Economic boom times are like
a cheap and reliable source of cocaine to people who are addicted
to success. Mental health professionals are very familiar with a
certain kind of individual who moves frantically from one success
to the next because they're afraid that if they stop, some unnamed
demon will catch up to them. Inevitably, however, they stumble,
and then they have to face their fears. When our current economic
euphoria dissipates, many people may find a demon or two staring
them in the face.
People like this act confident,
intuitive, and energetic. We might never suspect that they are really
just showing off to convince themselves they're not scared. In their
relationships, they can use considerable charm and sensitivity to
engage people quickly and intensely. But they outsmart themselves.
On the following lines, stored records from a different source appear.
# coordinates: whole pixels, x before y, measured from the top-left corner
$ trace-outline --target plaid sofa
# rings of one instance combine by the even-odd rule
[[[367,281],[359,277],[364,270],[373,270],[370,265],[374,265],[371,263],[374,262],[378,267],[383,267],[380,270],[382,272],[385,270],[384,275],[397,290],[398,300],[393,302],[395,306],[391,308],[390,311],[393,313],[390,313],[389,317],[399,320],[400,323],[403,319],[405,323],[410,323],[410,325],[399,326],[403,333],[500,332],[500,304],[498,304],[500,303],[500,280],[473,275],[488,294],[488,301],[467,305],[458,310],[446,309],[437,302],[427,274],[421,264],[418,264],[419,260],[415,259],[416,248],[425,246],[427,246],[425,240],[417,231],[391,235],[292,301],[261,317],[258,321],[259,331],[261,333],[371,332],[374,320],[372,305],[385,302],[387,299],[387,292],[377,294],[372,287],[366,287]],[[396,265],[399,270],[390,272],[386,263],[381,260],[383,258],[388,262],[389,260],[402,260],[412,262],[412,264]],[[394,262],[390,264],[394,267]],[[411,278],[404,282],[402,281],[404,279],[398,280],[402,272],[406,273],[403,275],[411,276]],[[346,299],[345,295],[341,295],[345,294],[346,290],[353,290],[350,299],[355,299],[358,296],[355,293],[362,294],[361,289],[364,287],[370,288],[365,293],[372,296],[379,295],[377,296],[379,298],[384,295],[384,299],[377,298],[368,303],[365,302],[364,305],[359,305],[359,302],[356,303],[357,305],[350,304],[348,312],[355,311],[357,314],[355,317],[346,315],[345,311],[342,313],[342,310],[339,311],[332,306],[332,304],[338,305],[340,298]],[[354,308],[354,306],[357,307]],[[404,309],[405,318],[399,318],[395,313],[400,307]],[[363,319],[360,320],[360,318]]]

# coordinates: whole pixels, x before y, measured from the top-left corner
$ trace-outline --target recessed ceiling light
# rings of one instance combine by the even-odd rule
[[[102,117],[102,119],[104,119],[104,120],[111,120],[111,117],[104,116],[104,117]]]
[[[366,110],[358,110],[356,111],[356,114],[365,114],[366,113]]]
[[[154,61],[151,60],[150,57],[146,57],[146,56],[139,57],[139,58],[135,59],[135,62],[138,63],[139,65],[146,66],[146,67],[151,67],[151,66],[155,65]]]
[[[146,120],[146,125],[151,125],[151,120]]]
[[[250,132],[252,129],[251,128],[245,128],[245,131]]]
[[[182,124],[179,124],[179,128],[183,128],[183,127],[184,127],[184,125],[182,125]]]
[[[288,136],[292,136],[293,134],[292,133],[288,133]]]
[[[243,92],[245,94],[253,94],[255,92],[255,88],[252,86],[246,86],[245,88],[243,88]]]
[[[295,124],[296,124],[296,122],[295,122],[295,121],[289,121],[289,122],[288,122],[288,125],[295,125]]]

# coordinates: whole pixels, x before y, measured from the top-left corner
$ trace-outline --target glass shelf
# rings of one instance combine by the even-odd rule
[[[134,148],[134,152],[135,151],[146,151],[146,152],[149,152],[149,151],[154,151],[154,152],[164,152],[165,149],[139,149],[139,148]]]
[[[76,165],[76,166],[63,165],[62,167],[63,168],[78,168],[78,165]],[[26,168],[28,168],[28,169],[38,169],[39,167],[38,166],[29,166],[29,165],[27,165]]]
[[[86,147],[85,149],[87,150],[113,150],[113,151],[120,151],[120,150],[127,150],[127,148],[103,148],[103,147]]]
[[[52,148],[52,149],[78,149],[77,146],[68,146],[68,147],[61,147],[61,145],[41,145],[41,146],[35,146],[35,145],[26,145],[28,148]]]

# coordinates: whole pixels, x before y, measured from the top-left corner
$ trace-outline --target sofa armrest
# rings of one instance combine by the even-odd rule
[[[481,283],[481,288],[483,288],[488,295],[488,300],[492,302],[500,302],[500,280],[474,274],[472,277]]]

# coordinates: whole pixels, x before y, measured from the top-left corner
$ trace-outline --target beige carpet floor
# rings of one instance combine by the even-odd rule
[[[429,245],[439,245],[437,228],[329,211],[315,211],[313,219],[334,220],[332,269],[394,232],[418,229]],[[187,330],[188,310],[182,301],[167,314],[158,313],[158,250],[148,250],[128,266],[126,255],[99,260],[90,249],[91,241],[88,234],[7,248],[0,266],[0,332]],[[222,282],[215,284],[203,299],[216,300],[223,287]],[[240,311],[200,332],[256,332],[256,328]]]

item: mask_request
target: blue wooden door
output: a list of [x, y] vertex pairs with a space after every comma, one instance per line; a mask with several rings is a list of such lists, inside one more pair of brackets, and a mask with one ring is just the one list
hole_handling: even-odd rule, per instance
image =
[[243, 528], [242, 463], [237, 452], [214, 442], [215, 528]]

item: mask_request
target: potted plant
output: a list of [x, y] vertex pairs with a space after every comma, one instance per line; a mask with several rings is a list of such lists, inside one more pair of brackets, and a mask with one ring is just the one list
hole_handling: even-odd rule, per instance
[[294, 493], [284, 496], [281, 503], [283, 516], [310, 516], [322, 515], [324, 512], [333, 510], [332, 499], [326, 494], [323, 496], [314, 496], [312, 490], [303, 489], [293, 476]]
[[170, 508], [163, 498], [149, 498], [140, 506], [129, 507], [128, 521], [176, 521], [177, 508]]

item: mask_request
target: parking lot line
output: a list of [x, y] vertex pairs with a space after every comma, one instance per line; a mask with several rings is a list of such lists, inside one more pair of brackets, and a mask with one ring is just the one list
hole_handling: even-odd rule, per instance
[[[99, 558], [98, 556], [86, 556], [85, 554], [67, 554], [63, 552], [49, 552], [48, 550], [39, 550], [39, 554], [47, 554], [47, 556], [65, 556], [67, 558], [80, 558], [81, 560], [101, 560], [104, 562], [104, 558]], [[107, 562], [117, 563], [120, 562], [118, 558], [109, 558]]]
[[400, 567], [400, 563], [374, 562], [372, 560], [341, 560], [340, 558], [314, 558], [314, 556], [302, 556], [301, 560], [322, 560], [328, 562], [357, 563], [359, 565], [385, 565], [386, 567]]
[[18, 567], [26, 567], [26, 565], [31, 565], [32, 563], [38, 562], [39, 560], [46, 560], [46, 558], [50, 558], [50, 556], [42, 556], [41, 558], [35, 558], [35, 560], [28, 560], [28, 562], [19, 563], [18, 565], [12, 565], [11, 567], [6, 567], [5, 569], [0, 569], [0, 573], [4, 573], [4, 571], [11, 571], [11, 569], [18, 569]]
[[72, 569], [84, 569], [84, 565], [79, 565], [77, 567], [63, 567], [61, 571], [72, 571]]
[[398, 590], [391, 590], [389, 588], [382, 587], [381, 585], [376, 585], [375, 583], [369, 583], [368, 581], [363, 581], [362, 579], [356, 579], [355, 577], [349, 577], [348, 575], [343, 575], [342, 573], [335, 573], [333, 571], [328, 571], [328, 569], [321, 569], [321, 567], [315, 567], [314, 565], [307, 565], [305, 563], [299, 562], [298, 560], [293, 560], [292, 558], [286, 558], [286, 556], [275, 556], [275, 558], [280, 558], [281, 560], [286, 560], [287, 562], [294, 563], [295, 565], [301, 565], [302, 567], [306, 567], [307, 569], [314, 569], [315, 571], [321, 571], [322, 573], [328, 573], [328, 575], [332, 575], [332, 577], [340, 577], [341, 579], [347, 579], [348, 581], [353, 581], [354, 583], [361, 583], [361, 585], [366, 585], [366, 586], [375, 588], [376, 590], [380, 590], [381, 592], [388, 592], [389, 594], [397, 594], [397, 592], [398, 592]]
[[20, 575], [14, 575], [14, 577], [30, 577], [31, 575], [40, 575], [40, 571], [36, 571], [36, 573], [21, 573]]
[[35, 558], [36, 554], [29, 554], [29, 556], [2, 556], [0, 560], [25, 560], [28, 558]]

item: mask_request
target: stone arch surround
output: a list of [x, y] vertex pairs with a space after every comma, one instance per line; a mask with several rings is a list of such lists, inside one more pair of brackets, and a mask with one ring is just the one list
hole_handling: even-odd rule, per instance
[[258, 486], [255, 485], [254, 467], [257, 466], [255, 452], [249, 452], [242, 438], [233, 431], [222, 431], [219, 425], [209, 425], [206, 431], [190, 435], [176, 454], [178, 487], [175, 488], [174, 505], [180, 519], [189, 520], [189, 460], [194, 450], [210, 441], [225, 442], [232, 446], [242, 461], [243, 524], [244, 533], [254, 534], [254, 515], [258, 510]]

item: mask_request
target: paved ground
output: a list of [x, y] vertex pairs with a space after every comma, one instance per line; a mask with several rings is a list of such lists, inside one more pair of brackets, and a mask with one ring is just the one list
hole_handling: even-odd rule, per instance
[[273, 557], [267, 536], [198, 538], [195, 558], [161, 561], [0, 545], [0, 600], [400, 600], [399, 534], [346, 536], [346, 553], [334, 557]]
By presenting to others only a "false self" confident,
witty, outgoing they isolate the "true self" weak,
frightened, a failure that they believe themselves to be.
They secretly believe that they are fooling everyone, that if others
knew them like they know themselves, no one could care about them.
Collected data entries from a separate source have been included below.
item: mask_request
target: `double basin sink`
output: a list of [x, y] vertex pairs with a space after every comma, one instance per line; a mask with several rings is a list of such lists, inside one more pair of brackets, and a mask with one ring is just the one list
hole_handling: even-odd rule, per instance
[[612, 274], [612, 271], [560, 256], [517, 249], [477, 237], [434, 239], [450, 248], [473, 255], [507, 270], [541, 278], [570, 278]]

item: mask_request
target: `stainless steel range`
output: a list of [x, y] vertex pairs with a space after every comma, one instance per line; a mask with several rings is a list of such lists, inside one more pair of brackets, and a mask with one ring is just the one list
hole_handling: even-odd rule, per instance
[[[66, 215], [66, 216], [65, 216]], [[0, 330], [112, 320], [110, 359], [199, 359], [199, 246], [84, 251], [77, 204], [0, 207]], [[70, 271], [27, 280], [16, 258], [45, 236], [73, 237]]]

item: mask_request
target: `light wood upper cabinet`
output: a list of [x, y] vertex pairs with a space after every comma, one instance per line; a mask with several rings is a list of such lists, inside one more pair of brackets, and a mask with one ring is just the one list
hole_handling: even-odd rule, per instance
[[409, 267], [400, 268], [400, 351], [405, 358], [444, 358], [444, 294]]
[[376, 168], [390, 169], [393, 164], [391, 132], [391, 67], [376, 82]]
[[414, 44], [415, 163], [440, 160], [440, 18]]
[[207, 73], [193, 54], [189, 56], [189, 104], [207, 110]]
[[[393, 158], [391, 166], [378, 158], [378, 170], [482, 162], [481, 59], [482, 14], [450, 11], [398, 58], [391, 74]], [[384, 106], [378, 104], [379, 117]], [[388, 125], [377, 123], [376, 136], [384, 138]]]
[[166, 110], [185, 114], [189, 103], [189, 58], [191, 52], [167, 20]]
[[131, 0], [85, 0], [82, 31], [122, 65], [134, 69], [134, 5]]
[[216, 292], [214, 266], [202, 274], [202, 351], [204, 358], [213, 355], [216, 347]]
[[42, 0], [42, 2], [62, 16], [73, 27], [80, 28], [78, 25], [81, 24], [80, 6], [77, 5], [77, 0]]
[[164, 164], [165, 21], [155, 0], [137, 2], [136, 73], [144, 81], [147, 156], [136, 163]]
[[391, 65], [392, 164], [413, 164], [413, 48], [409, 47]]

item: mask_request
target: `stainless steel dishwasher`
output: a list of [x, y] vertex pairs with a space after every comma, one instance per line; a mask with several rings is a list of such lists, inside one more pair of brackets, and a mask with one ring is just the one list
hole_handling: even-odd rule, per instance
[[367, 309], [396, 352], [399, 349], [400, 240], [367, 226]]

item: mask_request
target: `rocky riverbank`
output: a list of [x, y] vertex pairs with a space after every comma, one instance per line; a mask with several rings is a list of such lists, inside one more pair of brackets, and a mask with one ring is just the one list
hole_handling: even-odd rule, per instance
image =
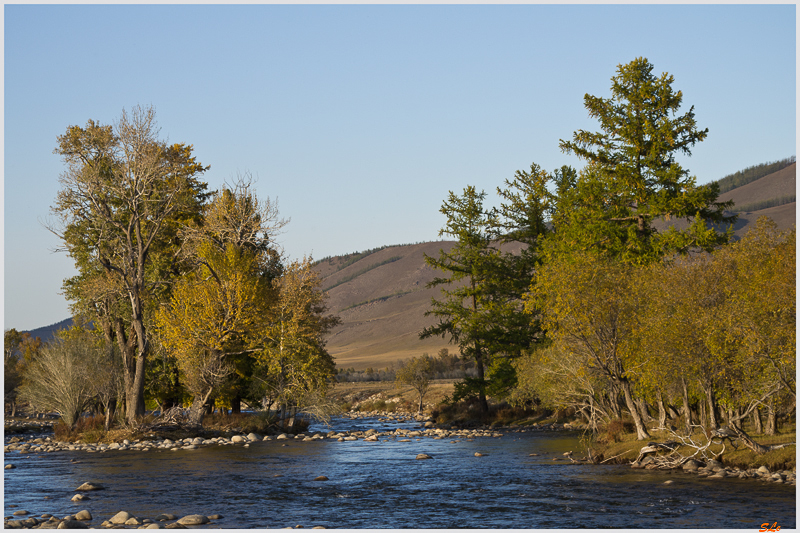
[[[23, 518], [29, 515], [28, 511], [14, 512], [14, 517], [6, 517], [5, 529], [89, 529], [96, 528], [94, 517], [87, 511], [79, 511], [64, 518], [55, 517], [44, 513], [38, 517]], [[104, 520], [99, 527], [109, 529], [187, 529], [186, 526], [217, 525], [222, 515], [192, 514], [178, 518], [174, 514], [160, 514], [155, 518], [140, 518], [127, 511], [120, 511], [108, 520]], [[317, 529], [317, 528], [315, 528]], [[324, 528], [321, 528], [324, 529]]]
[[[655, 464], [655, 459], [652, 456], [647, 456], [641, 461], [634, 461], [631, 464], [632, 468], [644, 468], [650, 470], [658, 469]], [[686, 474], [695, 474], [700, 477], [708, 479], [755, 479], [767, 483], [785, 483], [787, 485], [797, 484], [797, 470], [776, 470], [771, 472], [766, 466], [758, 468], [739, 468], [726, 466], [724, 463], [715, 459], [709, 459], [706, 462], [698, 461], [696, 459], [689, 459], [678, 469], [670, 470], [672, 472], [683, 472]]]

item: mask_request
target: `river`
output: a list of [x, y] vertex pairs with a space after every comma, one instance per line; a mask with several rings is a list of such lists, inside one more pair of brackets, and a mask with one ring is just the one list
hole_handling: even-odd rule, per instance
[[[333, 429], [397, 427], [415, 424], [337, 419]], [[566, 451], [577, 455], [578, 438], [528, 431], [471, 442], [381, 437], [175, 452], [9, 453], [6, 463], [16, 468], [4, 471], [4, 512], [63, 517], [88, 509], [95, 527], [118, 511], [141, 518], [222, 515], [203, 526], [211, 528], [796, 527], [794, 486], [553, 461]], [[417, 460], [418, 453], [433, 459]], [[86, 481], [106, 490], [71, 502]]]

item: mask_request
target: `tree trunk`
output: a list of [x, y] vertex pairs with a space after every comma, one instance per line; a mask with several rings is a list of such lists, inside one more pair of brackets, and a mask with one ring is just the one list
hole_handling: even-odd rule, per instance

They use their own skills to put themselves in a self-defeating
cycle from which there is no escape.
Today's culture doesn't give
us much help. We define success in material, competitive terms.
We don't have aspirations that challenge us to grow emotionally
to give back to our community, to make a marriage work, to
be a source of strength in an extended family. Without ideals like
these, we lack a sense of resilience, a core of aspirations, a feeling
of vitality but we don't seek these missing parts directly.
The career track teaches us that we have to act confident, cocky,
and tough. We learn how to fool people, but we don't know how to
get our own needs met. A career, a cause, an exercise regime, can
become an obsession.
When something happens to make
these people stop running, after an initial period of depression
and confusion they often realize they are better off. They learn
how to tolerate being alone, how to cultivate real relationships,
how to separate the truly important from the merely urgent. Far-sighted
employers, who don't want to burn out a stellar performer but instead
view their employees as a long-term investment, can help prevent
the fall by treating their staff with dignity and by rewarding vision
and dedication in addition to productivity.